M. Redekop, tout en étant conscient que la TLSU avait pour but d’empêcher les « investisseurs étrangers » d’acquérir des résidences canadiennes puis de les « retirer du marché », a souligné que cette taxe pourrait avoir des conséquences imprévues en incitant des propriétaires américains de Fort Erie à vendre leurs immeubles résidentiels qu’ils utilisent de manière saisonnière à des investisseurs canadiens qui veulent en faire des résidences de location à court terme.

Toutefois, le professeur Thomas Davidoff de l’Université de la Colombie-Britannique – qui a comparu à titre personnel – apporte un point de vue différent en suggérant que la TLSU pourrait faire en sorte que les résidences de vacances au Canada appartenant à des étrangers deviennent des résidences occupées par des résidents permanents. À son avis, les propriétés de vacances sont les bienvenues dans certaines communautés qui dépendent des vacanciers, mais d’autres communautés veulent « idéalement [qu’elles] soient occupées par des personnes qui contribuent à l’assiette fiscale ».

B.  Application pour l’ensemble des propriétaires d’immeubles résidentiels

Selon les fonctionnaires du ministère des Finances, le gouvernement du Canada prévoit d’appliquer la TLSU « de manière cohérente à l’ensemble du Canada », même si l’exemption liée aux propriétés de vacances constitue une exception à cette application. Ils ont expliqué que l’admissibilité à cette exemption dépend de deux critères : la localisation et l’utilisation. En ce qui concerne la localisation, ils ont affirmé que l’immeuble doit être situé dans une région à l’extérieur d’une région métropolitaine de recensement ou d’une agglomération de recensement comptant 30 000 habitants ou plus; ou dans une partie rurale à l’intérieur d’une telle région ou agglomération. En ce qui concerne l’utilisation, ils ont précisé que la résidence située dans une région rurale doit être utilisée par son propriétaire ou par son époux ou conjoint de fait pendant au moins 28 jours au cours de l’année civile pour bénéficier de l’exemption de TLSU.

Dans son mémoire au Comité, Richard Halinda affirme que l’exemption liée aux résidences de vacances est limitée dans sa portée, ce qui entraîne des iniquités lorsque les étrangers qui ne sont ni époux ni conjoint de fait sont copropriétaires d’un immeuble résidentiel au Canada. On donne l’exemple d’un enfant d’âge adulte et d’un de ses parents – tous deux des étrangers – qui sont copropriétaires d’un immeuble dans une région rurale que l’enfant d’âge adulte occupe pendant au moins 28 jours pendant l’année civile, et ce, sans que son parent y soit également présent durant la même période.
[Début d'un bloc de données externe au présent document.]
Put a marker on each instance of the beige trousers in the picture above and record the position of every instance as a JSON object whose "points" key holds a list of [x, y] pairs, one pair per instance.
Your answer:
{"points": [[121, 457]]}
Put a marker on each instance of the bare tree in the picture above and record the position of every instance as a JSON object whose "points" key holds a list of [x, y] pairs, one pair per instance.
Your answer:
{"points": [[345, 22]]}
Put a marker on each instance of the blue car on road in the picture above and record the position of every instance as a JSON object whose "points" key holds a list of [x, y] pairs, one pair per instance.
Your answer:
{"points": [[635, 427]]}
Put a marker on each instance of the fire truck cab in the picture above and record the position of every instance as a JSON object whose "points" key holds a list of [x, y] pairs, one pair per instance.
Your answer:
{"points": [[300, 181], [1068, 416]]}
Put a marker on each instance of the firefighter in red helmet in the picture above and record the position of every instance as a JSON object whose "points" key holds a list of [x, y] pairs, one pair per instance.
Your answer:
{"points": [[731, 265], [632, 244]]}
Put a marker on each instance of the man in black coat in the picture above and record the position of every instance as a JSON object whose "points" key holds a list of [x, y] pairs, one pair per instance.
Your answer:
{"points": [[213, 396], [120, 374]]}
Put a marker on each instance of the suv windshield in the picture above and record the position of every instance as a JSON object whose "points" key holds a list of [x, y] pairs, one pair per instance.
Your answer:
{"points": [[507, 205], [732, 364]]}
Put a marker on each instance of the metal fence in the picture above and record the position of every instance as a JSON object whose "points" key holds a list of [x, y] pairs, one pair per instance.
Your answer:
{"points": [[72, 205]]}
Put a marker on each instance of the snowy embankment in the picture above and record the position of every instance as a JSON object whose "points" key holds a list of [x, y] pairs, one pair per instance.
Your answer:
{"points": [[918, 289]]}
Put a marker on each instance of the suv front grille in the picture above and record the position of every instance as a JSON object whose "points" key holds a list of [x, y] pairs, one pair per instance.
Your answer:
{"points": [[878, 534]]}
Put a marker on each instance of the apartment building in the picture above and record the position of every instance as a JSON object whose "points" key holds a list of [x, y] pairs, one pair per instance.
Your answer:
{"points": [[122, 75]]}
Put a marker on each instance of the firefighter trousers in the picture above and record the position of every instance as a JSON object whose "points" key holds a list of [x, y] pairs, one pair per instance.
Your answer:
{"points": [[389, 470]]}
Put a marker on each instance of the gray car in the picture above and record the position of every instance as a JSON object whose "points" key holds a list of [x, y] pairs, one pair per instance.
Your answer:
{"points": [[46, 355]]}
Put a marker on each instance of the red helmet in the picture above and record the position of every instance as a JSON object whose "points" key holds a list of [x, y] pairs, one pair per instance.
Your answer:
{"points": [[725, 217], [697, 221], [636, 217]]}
Le mémoire indique que l’enfant d’âge adulte est admissible à l’exemption, mais que le parent est tenu de payer la TLSU même si la « propriété n’est certainement pas sous-utilisée ».

Par ailleurs, Richard Halinda soutient dans son mémoire qu’il est inéquitable pour les particuliers, mais non pour les sociétés de portefeuille privées ou les fiducies, d’être admissibles à l’exemption liée à la résidence de vacances située en région rurale. Selon le mémoire, pour des raisons de planification successorale, de nombreux citoyens américains placent le titre de leurs immeubles résidentiels au Canada dans une société de gestion de portefeuille personnelle, une société à responsabilité limitée ou une fiducie aux États-Unis. De plus, ces particuliers ne sont pas des propriétaires inscrits, mais ils occupent les immeubles en leur capacité d’actionnaires dans la société ou de titulaires bénéficiaires dans la fiducie qui détient les titres de propriété.

Soulignant que Fort Erie compte à la fois des régions urbaines et rurales, M. Redekop a affirmé que les propriétaires étrangers de résidences de vacances situées dans les zones urbaines de la ville sont traités de manière injuste parce qu’ils ne sont pas admissibles à l’exemption liée à la résidence de vacances située en région rurale. Selon Richard Halinda, « cela n’a aucun sens » que des propriétaires américains d’immeubles résidentiels situés dans les régions urbaines de la ville ne puissent pas bénéficier de cette exemption même s’ils occupent leur immeuble durant 128 jours dans l’année civile. Il a soutenu que ces propriétaires de la région de Crystal Beach à Fort Erie – une zone urbaine – doivent payer la TLSU, et ce, même si leur immeuble n’est pas sous-utilisé ou vacant.

Pour sa part, Robert Ketteman affirme que les exemptions liées à la résidence de vacances en région rurale « manquent de vision et sont inéquitables ». Il s’est interrogé à savoir pourquoi les propriétaires étrangers d’immeubles résidentiels au Canada qui « séjournent activement dans leur propriété pendant 120 jours chaque année » – comme il le fait – sont tenus de payer la TLSU alors qu’une personne dont la propriété est « beaucoup moins utilisée et qui se trouve à deux milles [plus loin], dans un code postal différent », en est exemptée.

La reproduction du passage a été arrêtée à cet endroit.